На следующей позиции, которую М. Кляйн назвала «депрессивно-маниакальной», ребенок постепенно начинает воспринимать свою мать как целостный объект, который уже не распадается на «хороший» и «плохой». Таким образом, если предыдущий опыт ребенка был преимущественно плохим, и он пытался своей агрессией уничтожить «плохую» мать, то теперь выходит, что он одновременно пытался уничтожить и кормящую, заботящуюся «хорошую» мать. Всякий раз вслед за вспышкой агрессии у ребенка возникает страх, что он мог уничтожить и свою «хорошую» мать тоже. Он начинает испытывать чувство вины (депрессию) и старается ее загладить, т.е. сделать что-то, что могло бы восстановить «уничтоженную» им «хорошую» мать.

В ином случае ребенок может воспользоваться фантазией о своем всесилии, возможностью полностью контролировать, уничтожать и восстанавливать объект (мания). К «хорошим» же аспектам матери, ее способности давать молоко, любовь и заботу ребенок может испытывать чувство зависти, обесценивать их. Если же этот этап своего развития ребенок переживает относительно спокойно, то у него развивается способность испытывать взаимность, благодарность, умение принимать и оказывать помощь.

М. Кляйн также выработала новый взгляд на формирование у ребенка супер-эго, которое проходит различными путями у мальчиков и у девочек, поскольку мальчик в своем влечении к матери всегда соперничает с только отцом, тогда как девочка вынуждена соперничать со своим первичным объектом любви – матерью – ради своей новой любви – отца. Также М. Кляйн ввела в психоаналитический обиход новое понятие – специфический механизм защиты, названный ею «проективной идентификацией», о сути которого по сей день ведутся дискуссии, однако, в общем, подразумевается ситуация, когда человек приписывает другому свои «плохие» качества и сам за это начинает к нему относится враждебно.

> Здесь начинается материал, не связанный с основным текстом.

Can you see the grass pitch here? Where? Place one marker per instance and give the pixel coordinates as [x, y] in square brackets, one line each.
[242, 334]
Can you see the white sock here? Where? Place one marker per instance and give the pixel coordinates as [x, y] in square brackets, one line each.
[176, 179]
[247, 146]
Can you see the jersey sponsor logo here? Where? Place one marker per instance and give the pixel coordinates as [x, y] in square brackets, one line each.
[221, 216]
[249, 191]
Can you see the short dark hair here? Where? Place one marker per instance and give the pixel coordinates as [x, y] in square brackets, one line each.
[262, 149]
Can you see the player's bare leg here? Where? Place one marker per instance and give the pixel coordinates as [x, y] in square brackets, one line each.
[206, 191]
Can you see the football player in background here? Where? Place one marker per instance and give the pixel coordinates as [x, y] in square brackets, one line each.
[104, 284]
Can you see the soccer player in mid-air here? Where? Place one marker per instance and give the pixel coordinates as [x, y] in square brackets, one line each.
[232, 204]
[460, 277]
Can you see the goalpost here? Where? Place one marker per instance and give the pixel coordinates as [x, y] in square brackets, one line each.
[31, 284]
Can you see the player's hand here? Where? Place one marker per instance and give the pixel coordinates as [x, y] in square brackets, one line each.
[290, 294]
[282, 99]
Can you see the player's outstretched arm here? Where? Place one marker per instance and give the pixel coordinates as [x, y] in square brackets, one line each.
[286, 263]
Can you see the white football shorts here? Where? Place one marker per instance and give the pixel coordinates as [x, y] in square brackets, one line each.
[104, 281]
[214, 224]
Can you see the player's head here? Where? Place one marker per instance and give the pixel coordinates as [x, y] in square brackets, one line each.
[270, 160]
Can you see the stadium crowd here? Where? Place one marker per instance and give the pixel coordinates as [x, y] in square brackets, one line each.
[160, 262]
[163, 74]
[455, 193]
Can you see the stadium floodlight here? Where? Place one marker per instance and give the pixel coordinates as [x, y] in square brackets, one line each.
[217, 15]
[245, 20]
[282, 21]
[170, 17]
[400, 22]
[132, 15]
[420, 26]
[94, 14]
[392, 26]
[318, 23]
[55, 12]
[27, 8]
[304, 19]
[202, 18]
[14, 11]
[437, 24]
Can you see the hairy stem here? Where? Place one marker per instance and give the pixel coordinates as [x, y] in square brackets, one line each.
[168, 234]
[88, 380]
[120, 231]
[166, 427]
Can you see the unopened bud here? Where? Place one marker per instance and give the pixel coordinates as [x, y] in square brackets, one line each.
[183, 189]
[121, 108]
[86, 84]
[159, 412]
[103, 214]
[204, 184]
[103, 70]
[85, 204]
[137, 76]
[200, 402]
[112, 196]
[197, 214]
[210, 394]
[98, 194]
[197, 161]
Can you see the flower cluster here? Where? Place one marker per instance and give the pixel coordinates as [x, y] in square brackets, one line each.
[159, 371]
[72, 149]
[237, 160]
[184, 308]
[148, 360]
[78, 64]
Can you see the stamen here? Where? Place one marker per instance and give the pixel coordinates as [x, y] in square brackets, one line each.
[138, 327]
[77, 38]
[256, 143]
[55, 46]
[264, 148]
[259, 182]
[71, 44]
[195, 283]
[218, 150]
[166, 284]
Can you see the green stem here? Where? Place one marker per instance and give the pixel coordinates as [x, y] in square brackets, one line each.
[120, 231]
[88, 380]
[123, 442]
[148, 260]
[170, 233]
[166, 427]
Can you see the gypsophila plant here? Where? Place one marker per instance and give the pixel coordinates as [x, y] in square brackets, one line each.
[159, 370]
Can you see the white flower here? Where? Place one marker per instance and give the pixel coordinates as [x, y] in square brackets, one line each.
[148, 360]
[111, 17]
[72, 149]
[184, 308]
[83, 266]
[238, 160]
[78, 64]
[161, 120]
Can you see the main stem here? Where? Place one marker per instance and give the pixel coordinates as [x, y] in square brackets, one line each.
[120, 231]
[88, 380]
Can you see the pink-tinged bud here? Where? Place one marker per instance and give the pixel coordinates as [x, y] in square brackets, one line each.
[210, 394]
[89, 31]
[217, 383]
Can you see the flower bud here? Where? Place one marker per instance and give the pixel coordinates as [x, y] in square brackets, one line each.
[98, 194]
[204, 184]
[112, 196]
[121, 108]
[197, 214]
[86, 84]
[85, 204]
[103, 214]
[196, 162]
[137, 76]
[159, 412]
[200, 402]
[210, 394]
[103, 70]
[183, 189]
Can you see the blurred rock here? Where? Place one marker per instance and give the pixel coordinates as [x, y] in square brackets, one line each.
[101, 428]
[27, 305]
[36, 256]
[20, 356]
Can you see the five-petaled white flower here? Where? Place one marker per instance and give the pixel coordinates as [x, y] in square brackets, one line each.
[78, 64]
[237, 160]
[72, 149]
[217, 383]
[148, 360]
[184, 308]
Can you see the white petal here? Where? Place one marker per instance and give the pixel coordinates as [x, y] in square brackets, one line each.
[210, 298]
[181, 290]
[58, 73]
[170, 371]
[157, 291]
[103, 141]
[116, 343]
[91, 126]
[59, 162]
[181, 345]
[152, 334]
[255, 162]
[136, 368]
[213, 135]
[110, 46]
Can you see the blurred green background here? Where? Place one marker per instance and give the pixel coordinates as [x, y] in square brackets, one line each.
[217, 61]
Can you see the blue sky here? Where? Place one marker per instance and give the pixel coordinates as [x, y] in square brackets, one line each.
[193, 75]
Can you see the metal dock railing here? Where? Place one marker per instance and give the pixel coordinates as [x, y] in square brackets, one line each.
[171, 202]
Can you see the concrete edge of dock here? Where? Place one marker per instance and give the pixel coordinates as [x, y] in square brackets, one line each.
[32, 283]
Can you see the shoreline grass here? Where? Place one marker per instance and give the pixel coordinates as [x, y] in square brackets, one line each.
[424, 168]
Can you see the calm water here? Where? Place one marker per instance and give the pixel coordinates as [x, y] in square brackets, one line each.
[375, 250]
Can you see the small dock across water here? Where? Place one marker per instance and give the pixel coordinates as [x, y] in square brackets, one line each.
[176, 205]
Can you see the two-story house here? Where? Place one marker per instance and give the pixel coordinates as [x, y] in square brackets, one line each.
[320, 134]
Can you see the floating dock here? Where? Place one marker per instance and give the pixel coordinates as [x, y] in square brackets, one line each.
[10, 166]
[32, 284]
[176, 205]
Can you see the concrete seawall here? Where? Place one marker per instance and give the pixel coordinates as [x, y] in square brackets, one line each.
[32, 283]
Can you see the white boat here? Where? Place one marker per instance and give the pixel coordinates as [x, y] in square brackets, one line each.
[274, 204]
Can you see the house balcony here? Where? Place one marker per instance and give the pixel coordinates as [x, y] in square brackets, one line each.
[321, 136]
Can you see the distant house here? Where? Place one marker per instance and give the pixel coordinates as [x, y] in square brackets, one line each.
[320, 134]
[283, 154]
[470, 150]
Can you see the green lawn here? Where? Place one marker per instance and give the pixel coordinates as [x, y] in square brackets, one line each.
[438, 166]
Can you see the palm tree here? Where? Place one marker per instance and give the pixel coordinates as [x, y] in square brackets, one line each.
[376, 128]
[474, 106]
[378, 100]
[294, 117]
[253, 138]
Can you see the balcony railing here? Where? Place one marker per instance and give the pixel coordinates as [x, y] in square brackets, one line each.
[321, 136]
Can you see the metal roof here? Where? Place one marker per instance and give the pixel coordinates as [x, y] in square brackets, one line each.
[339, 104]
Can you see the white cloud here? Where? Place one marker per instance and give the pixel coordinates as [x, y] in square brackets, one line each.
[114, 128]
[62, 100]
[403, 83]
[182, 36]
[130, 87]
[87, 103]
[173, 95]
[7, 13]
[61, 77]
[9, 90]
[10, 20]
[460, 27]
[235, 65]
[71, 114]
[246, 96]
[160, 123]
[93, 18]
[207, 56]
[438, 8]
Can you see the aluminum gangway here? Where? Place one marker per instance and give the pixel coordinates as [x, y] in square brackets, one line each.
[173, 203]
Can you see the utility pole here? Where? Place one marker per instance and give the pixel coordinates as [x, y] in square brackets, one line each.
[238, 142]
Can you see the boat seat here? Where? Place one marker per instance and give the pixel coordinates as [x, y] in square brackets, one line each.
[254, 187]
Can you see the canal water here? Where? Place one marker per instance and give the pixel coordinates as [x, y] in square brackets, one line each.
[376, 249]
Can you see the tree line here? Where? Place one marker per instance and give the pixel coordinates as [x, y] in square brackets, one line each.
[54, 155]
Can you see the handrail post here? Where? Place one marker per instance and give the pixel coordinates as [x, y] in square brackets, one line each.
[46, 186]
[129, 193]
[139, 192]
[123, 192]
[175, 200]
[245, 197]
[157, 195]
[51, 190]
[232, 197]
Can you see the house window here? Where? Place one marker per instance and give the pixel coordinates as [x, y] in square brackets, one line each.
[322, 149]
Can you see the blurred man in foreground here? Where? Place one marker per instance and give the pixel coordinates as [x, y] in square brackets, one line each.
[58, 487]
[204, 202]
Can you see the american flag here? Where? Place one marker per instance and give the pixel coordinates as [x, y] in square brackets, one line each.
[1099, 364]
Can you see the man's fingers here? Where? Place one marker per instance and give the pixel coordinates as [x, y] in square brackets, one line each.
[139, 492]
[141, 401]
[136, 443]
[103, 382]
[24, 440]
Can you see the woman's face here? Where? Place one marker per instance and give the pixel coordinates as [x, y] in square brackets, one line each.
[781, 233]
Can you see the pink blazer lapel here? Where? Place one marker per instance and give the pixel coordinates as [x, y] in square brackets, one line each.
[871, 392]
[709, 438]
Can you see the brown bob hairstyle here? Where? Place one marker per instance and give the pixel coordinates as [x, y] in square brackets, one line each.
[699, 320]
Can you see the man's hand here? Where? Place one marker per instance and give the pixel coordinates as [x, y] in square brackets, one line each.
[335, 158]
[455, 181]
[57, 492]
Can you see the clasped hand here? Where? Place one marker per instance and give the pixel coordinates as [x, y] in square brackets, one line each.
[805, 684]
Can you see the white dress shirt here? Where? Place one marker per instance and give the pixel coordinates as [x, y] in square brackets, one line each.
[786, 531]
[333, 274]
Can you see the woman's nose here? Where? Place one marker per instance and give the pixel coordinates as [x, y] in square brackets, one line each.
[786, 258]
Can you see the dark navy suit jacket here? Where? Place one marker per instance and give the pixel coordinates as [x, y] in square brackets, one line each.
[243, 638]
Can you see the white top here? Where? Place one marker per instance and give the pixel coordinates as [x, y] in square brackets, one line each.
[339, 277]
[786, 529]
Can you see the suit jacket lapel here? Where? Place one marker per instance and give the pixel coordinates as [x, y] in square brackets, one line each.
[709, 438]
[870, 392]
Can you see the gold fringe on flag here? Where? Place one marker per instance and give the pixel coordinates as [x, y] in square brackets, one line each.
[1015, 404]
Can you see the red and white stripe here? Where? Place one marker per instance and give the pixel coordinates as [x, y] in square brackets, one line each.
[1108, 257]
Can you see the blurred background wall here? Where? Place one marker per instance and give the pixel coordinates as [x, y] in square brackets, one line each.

Техника психоаналитической работы с детьми по М. Кляйн основывается на интерпретации игры, которая отражает отношение ребенка со значимыми для него объектами. Проговаривая с ребенком сюжет игры, аналитик упорядочивает детские влечения, делает их более управляемыми для ребенка, благодаря чему снижается его тревожность и агрессия.

Взрослый психоанализ по М. Кляйн отличается активной интерпретацией фантазий и влечений клиента, разворачивающихся в переносе, как правило, минуя интерпретацию механизмов защит.